田原 それほど小沢さんは、国民に「悪者だ」と思われていた。小沢さんが悪者だと思われた、その原因は「政治とカネ」の問題です。

 去年の3月に西松建設の問題で、小沢さんの秘書・大久保(隆規)さんが逮捕された。そこで、そのとき小沢さんは民主党の代表でしたが、代表を辞めた。

 それで幹事長として選挙にのぞみました。そうしたら今度は、世田谷の深沢の土地の問題が出てきた。

 郷原さんは、西松建設の問題が起きた去年の3月からこ、の問題について非常に関心をお持ちだという。どこに関心をお持ちになったんですか?

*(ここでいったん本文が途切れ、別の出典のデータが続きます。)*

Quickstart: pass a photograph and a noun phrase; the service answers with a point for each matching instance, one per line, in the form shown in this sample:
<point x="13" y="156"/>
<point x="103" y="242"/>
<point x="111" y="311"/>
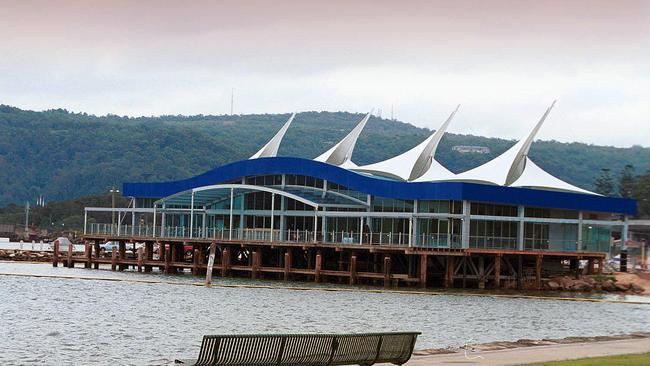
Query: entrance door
<point x="444" y="237"/>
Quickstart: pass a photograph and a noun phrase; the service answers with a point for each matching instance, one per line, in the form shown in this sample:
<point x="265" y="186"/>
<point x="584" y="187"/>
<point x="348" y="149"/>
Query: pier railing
<point x="431" y="240"/>
<point x="291" y="235"/>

 郷原さんは言うまでもなく元検事です。まさにプロなんですが、プロとしてどういうところがおかしいとお思いになったんですか?

郷原 まず去年の3月、大久保氏が逮捕された時点で、みんなが思ったのは、最初の逮捕事実は、普通に考えると政治家や有力な政治家の秘書を捕まえる事件としてあまりに軽微だということですね。

田原 虚偽記載でした。

郷原 政治資金収支報告書の虚偽記載ですね。それも西松建設の寄附なのに、それを政治団体の寄附という名義で記載していたという、名義の問題だけです。

 それだけのことで、あの時期にあれほど大きな政治的な影響を及ぼすような事件の強制捜査をやるわけがない、と多くの人が思ったわけです。

田原 いつ選挙があってもおかしくない時期ですよね。